Frills or Faith? – Wednesday, 28th week in ordinary time – Lk 11:42-46

My dear friend, the late Fr Larry Pereira often compared religion to a river, which at its source was pure and clean until the flowing water reached the plains where humankind would throw their garbage in it. One can say this of all religions without exception.

When Moses gave the Israelites the commandments of God, they numbered just ten. However by the time of Jesus the Jews held 613 laws of which 248 were positive, corresponding to parts of human body and 365 were negative, corresponding to the days in a year.

In the Gospel of today Jesus pronounces three woes against the Pharisees and the lawyers.
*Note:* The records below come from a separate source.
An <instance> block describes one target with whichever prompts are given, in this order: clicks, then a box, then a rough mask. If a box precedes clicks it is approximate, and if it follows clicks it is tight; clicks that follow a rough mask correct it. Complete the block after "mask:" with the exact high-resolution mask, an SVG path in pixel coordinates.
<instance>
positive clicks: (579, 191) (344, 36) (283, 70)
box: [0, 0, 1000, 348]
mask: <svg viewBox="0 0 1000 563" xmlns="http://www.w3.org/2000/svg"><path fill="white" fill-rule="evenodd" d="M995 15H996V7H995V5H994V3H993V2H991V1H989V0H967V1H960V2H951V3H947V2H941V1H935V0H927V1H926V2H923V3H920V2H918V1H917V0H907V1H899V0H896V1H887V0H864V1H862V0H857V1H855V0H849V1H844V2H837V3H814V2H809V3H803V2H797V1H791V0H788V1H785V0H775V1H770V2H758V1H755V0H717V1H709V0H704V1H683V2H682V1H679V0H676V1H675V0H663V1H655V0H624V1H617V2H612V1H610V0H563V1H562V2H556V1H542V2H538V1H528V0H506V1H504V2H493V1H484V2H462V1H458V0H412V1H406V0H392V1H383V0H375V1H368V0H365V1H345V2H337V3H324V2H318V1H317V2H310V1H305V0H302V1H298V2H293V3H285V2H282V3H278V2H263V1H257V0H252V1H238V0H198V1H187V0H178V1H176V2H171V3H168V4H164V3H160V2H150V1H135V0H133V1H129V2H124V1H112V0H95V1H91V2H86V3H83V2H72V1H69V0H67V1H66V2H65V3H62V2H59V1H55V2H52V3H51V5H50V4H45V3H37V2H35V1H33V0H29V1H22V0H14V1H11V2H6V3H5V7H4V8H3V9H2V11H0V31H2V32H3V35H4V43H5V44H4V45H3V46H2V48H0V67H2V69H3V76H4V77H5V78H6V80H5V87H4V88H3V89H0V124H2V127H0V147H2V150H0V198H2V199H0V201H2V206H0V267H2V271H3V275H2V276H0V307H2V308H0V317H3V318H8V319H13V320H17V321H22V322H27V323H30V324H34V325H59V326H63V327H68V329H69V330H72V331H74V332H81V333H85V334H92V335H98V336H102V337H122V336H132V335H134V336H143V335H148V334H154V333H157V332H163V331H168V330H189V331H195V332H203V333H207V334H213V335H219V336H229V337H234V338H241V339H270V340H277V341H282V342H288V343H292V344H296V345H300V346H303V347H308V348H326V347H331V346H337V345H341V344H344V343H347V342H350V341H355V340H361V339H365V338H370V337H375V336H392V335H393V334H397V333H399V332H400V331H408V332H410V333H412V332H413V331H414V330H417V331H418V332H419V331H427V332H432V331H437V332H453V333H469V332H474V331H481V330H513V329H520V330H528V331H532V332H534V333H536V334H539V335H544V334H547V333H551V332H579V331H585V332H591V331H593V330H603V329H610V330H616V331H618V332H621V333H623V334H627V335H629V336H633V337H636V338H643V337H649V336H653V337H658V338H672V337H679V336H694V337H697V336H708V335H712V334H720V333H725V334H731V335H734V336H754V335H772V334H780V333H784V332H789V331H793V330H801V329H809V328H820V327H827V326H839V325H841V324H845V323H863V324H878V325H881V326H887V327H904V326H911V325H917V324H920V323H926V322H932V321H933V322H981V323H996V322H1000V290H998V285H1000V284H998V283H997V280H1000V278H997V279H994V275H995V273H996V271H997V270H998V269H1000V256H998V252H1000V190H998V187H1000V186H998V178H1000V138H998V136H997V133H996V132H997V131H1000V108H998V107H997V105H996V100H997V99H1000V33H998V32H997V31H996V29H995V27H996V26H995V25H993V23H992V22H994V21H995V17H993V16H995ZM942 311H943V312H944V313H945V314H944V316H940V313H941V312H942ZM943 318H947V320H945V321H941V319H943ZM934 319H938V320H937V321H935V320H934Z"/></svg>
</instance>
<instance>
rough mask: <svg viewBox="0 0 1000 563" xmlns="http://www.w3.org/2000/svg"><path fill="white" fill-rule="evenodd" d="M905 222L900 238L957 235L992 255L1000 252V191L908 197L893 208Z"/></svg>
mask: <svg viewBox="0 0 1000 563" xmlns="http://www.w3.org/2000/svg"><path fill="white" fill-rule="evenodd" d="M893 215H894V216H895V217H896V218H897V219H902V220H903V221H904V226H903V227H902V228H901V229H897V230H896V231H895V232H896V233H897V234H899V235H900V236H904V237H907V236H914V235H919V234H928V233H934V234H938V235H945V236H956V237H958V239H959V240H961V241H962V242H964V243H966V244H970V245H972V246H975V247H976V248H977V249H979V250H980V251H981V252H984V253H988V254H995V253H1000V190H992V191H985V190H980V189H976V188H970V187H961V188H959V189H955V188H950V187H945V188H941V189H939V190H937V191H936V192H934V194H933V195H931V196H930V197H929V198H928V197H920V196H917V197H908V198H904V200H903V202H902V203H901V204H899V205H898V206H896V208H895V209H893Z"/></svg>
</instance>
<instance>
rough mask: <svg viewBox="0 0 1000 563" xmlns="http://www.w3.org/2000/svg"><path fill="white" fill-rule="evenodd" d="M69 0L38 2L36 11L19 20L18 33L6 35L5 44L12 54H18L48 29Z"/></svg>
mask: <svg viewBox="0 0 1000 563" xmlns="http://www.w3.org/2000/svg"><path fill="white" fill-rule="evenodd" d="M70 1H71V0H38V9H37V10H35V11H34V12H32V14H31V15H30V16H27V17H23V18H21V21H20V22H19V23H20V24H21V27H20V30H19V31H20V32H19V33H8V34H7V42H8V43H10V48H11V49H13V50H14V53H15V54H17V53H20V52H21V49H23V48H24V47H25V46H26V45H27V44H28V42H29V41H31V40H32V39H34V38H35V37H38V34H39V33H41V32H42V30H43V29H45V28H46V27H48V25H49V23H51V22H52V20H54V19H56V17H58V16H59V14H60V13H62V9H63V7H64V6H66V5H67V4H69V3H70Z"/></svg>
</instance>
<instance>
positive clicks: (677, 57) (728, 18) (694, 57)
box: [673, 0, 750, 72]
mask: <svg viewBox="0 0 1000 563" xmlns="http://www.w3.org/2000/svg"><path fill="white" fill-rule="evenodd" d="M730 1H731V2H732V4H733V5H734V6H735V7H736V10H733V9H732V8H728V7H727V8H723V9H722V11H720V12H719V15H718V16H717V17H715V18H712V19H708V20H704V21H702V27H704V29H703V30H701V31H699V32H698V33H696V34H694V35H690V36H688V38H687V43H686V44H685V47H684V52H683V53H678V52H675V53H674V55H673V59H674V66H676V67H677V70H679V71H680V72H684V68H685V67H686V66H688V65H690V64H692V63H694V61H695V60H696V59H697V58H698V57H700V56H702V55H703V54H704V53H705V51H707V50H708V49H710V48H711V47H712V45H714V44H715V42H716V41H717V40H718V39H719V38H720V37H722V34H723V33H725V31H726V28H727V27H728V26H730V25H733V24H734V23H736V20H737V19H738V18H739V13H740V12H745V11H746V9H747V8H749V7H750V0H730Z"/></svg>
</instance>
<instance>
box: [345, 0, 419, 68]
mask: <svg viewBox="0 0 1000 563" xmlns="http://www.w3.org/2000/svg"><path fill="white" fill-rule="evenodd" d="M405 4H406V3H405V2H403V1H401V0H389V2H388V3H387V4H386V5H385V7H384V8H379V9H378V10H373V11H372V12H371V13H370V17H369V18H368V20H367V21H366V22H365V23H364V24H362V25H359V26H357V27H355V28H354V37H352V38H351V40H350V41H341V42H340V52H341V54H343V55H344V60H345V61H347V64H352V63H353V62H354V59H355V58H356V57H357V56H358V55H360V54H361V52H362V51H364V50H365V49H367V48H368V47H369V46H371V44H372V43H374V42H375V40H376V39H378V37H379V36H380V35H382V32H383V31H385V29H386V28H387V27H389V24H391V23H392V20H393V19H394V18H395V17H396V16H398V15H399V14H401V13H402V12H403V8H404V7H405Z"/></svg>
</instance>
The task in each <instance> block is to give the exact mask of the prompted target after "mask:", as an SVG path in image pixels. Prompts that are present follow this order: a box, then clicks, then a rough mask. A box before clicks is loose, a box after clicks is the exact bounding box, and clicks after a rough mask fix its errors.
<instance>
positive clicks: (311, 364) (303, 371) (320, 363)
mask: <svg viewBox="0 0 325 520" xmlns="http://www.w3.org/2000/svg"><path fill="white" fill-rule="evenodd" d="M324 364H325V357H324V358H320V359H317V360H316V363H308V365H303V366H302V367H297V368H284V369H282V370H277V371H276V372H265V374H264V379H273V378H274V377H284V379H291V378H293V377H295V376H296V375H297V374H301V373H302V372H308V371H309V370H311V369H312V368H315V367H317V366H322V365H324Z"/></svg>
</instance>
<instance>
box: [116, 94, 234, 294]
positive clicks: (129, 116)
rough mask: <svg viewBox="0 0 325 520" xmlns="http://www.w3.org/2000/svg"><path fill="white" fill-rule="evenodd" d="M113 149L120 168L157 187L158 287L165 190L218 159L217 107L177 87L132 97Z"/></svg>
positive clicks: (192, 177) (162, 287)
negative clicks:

These were members of the religious establishment who had become the de facto interpreters of the law during the four hundred years before Jesus, when the prophetic voice stood silent.

In their endeavour to live devout lives, the Pharisees (meaning separated ones) and the lawyers or scribes (who began as notaries and ended up as interpreters) created a niche for themselves by becoming the ‘go to people’ on all matter religious and in doing so they also began to add their own understanding of the law. The Talmud and the Mishna dating from a period before the Common Era through to the fifth century contains the teachings and opinions of thousands of rabbis on a variety of subjects that were orally passed on till they were written.  

It would be fallacious to think that Jesus attacked the law itself when He pronounces the woes against these Jewish leaders. Jesus does not see anything objectionable in the Pharisaic lifestyle per se. What he objects to is the deviation and neglect of the central commands of God in favour of commonly held practices which of course were human interpretations.